- Uzaydaki roketlerin menzilini artırmak amacıyla SpaceX ve Blue Origin, yörüngede "kozmik benzin istasyonları" kurmak için rekabet ediyor.
- Şirketler, roketlerin daha az yakıtla fırlatılıp yörüngede ikmal yaparak daha fazla yük ve mürettebat taşımasını hedefliyor.
- En büyük teknik engel ise uzayın vakumunda doğal olarak buharlaşan kriyojenik sıvı yakıtların depolanması ve aktarılması.
Uzay yarışının yeni dönemi sadece roket fırlatmakla sınırlı değil. Artık hedefler çok daha büyük: Ay ve Mars’a kalıcı üsler kurmak. Bu planların önündeki en büyük engel ise roketlerin ağırlığı oluyor. Sorunu çözmek amacıyla Elon Musk’ın SpaceX’i ve Jeff Bezos’un Blue Origin’i, uzayda “kozmik benzin istasyonları” kurmak için kıyasıya bir rekabete girişmiş durumdalar.
Uzayda neden benzin istasyonuna ihtiyaç var?
“TechSpot” kaynağına göre, bir uzay aracını fırlatmanın en büyük zorluklarının başında yakıt geliyor. ABD’nin uzay kurumu NASA’nın Apollo programı bu durumu net bir şekilde ortaya koymuştu. 1960’ların sonunda astronotları Ay’a taşıyan Saturn V roketinin fırlatma anındaki ağırlığının tamamına yakın bir kısmı sadece yakıttan oluşuyordu.

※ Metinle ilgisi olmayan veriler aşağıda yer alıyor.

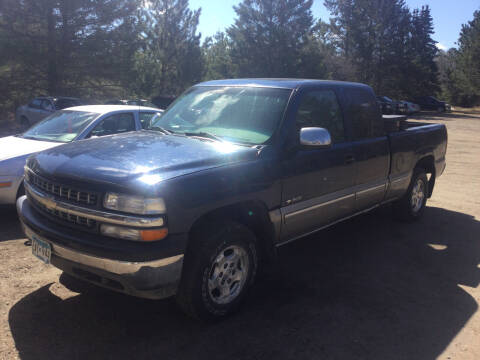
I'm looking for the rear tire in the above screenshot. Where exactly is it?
[393,168,429,222]
[176,222,259,321]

Fırlatma esnasında daha az yakıtla havalanıp, alçak Dünya yörüngesinde yakıt ikmali yaparak şirketler, uzayın derinliklerine daha büyük yükler veya daha fazla mürettebat gönderebileceklerine inanıyorlar.
Uzayda yakıt ikmali araştırmaları üzerine deneyimli bir isim olan ve şu anda robotik madencilik firması OffWorld’de görev yapan Dallas Bienhoff, WSJ’ye verdiği demeçte, bu yaklaşımın, roketçiliğin ekonomisini yeniden şekillendiren tekrar kullanılabilir fırlatma araçlarıyla birleştirildiğinde maliyetleri de düşürebileceğini belirterek, “Bu yapılmak zorunda. Aksi takdirde, uzayda başarabileceklerimiz sınırlı kalacak” dedi.

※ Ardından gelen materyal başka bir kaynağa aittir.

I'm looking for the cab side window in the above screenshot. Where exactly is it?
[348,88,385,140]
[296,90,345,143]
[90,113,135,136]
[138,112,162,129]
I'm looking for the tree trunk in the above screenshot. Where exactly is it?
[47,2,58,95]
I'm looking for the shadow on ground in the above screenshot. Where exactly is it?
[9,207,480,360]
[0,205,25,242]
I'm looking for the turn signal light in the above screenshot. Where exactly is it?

Teknik zorluklar uzaydaki en büyük engel
Uzay araçlarının yakıt sorununu çözmenin önündeki en büyük teknik engel ise yakıtın ta kendisi. Hem SpaceX hem de Blue Origin, aşırı düşük sıcaklıklar gerektiren sıvı yakıtlar kullanmayı planlıyor. Fakat uzayın vakumunda, bu sıvılar doğal olarak ısınma ve kaynama eğiliminde oluyor. Bu da yakıt depolamayı zorlu bir mühendislik problemine dönüştürüyor.
Blue Origin CEO’su Dave Limp, buharlaşmayı önlemek için önemli ilerleme kaydettiklerini söylese de, uzmanlar yörüngede kriyojenik sıvıları yönetmenin tahmin edilemeyen davranışlar içerebileceği konusunda uyarıyor. Sıvıyı bir tanktan diğerine aktarmak bile başlı başına bir sorun. Mikro yerçekiminde sıvılar tanklarda tahmin edilebilir şekilde yerleşmiyor. Eta Space CEO’su William Notardonato, “Sıvınızın nerede depolandığını bilemezsiniz. Yakıt tankın en üstünde bile olabilir” diyerek durumu özetledi.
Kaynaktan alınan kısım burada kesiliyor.